Во имя Отца и Сына и Святаго Духа!

   Не похоже ли наше отношение ко всему, что связано с жизнью преподобного Серафима, на некие воспоминания наши о нём, как будто мы рассматриваем не житие его, а вспоминаем то, что видели своими глазами.
   Это то же чувство, которое испытывают решительно все побывавшие в Саровской пустыни. Не верится, что преподобный Серафим жил 100 лет тому назад.
   Когда идёшь по дороге от монастыря в дальнюю пустынь и проходишь источник или место, где на камне молился преподобный Серафим, то кажется тебе, что ты посещаешь места, совсем недавно освящённые благодатною его жизнью - таким близким, совсем близким кажется тебе преподобный Серафим.
   Отсюда и в нашем рассмотрении жизни его эта потребность подольше остановиться и подробнее рассмотреть отдельные факты, наиболее значительные в жизни преподобного Серафима.

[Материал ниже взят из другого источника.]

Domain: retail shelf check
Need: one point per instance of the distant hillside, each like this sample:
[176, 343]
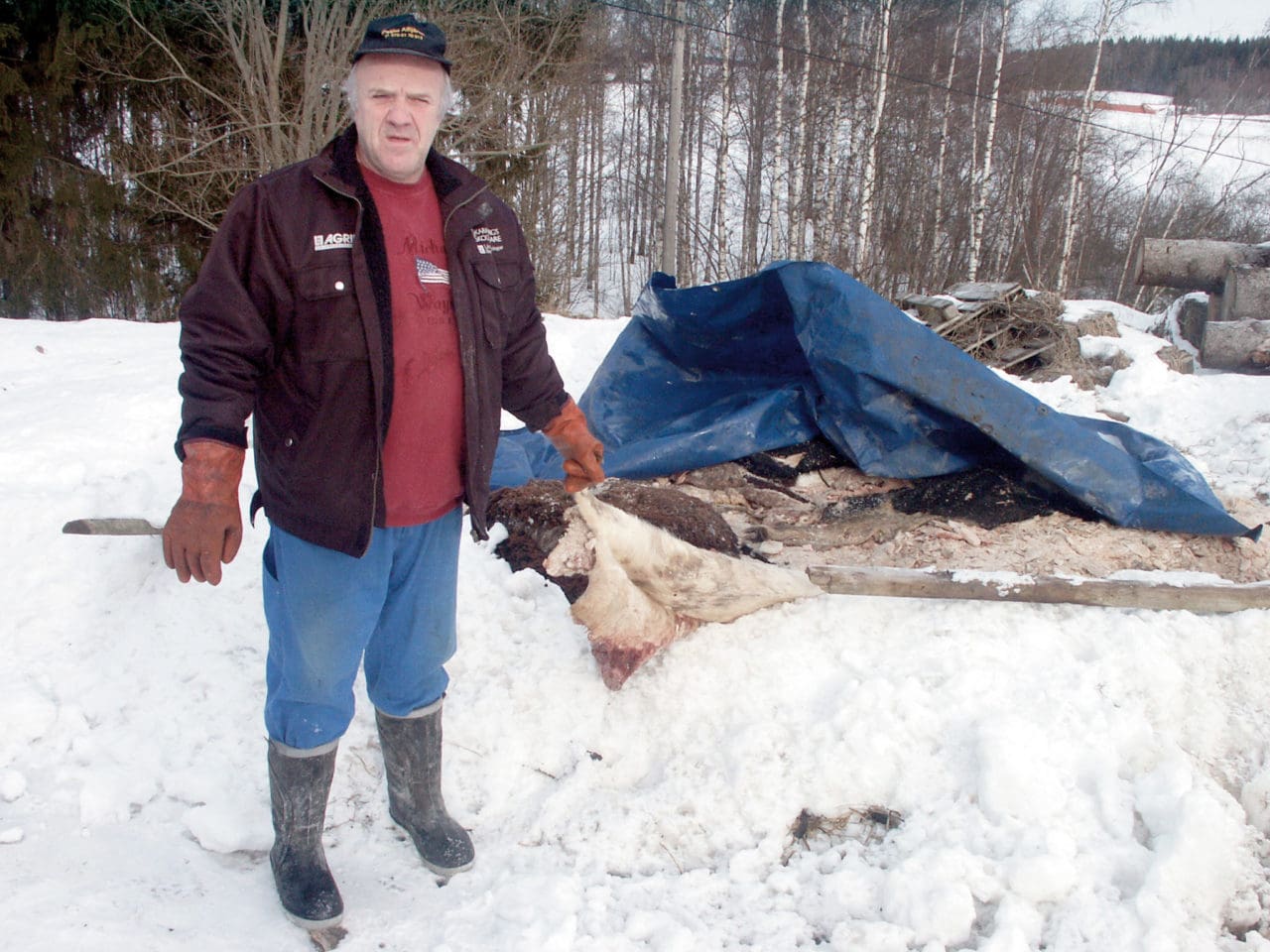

   В прошлую беседу нашу мною было сказано, что прежде чем нам перейти к рассмотрению отношения преподобного Серафима к Дивеевской обители, мы должны подробнее рассмотреть его отношения к Мантуровым и Мотовилову.
   О Мантуровых мы говорили в прошлый раз. Ныне переходим к Мотовилову. Как знакомство и начало отношений с Мантуровым связано с исцелением его от болезни, так же связано с исцелением начало и этих, более внутренних отношений с Мотовиловым.
   Мотовилов о своей болезни говорит так:
   "За год до пожалования мне заповеди о служении Божией Матери при Дивеевской обители великий старец Серафим исцелил меня от тяжких, неимоверно великих ревматических и других болезней с расслаблением всего тела и отнятием ног, скорченных и в коленках распухших, и с язвами пролежней на спине и боках, коими страдал неисцельно более трёх лет. 1831 года 9 сентября батюшка отец Серафим одним словом исцелил меня от всех болезней моих".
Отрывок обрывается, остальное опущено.